Wachstumsverlangsamung trotz Resilienz
Die britische Wirtschaft wuchs im zweiten Quartal 2026 um 0,4 % und verlangsamte sich damit leicht gegenüber dem Vorquartal (0,6 %). Die Analysten zeigten sich überrascht von der Widerstandsfähigkeit angesichts der Iran-Krise. Besonders der Dienstleistungssektor legte um 0,5 % zu, während die Industrie stagnierte. Die Informationstechnologie verzeichnete mit 2,7 % das stärkste Wachstum.

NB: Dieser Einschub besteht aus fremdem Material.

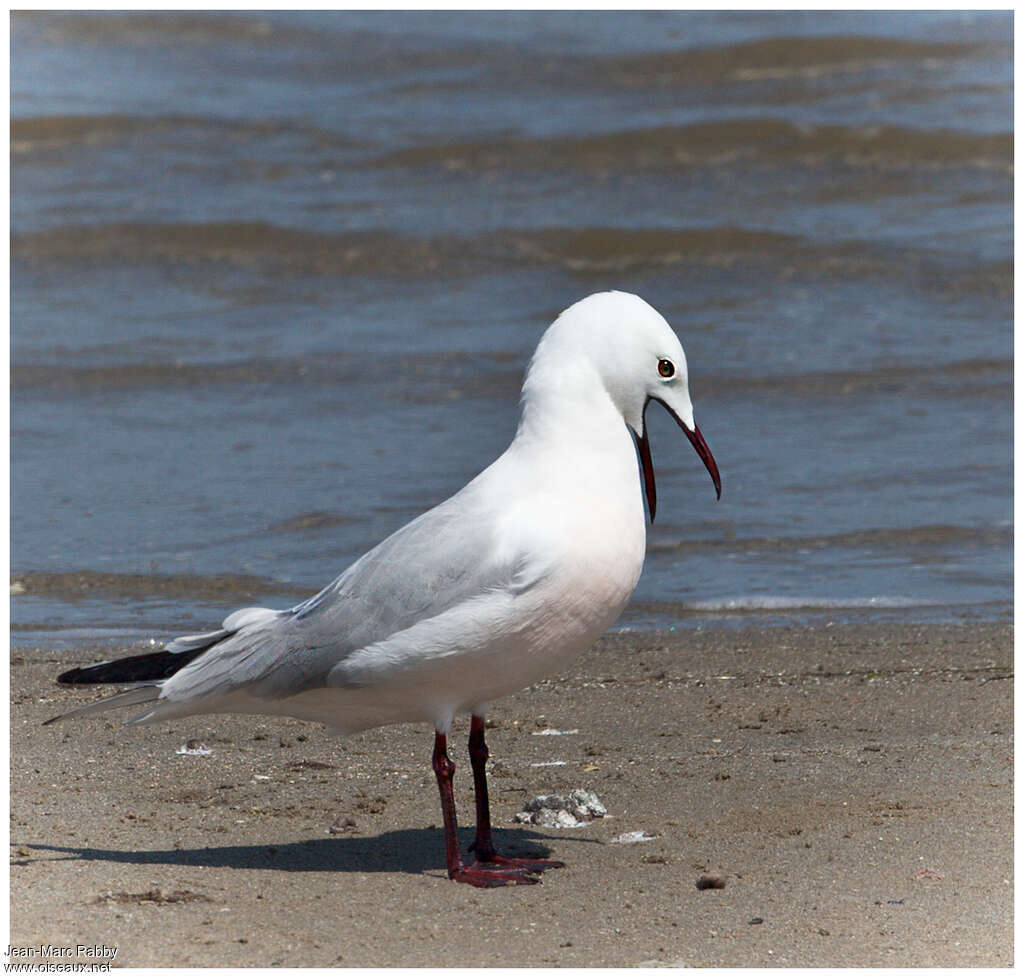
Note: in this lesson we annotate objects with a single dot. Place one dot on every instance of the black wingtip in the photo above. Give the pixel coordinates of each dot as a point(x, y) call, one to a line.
point(150, 667)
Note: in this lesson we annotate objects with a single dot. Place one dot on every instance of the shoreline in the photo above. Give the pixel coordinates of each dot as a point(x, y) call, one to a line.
point(851, 783)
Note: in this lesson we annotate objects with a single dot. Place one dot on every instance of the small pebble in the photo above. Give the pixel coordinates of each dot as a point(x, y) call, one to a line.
point(711, 881)
point(195, 749)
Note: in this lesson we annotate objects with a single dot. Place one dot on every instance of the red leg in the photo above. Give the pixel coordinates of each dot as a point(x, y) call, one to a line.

Positive Juni-Zahlen überraschen
Im Juni wuchs das BIP mit 0,3 % entgegen der Prognosen, beflügelt durch das warme Wetter und Konsumausgaben rund um die Fußball-WM. Die Einzelhandels-, Gastronomie- und Werbeeinnahmen stiegen spürbar.
Brennpunkt Energiekosten
Trotz der positiven Juni-Daten warnen Ökonomen vor nachlassender Dynamik in der zweiten Jahreshälfte. Die nach dem Iran-Konflikt gestiegenen Öl- und Gaspreise belasten die Verbraucher seit Juli durch höhere Energierechnungen, die um 13 % anstiegen. Die Inflation dürfte im Juli über 2,6 % steigen und den Druck auf die Bank of England erhöhen, die Zinsen zu straffen.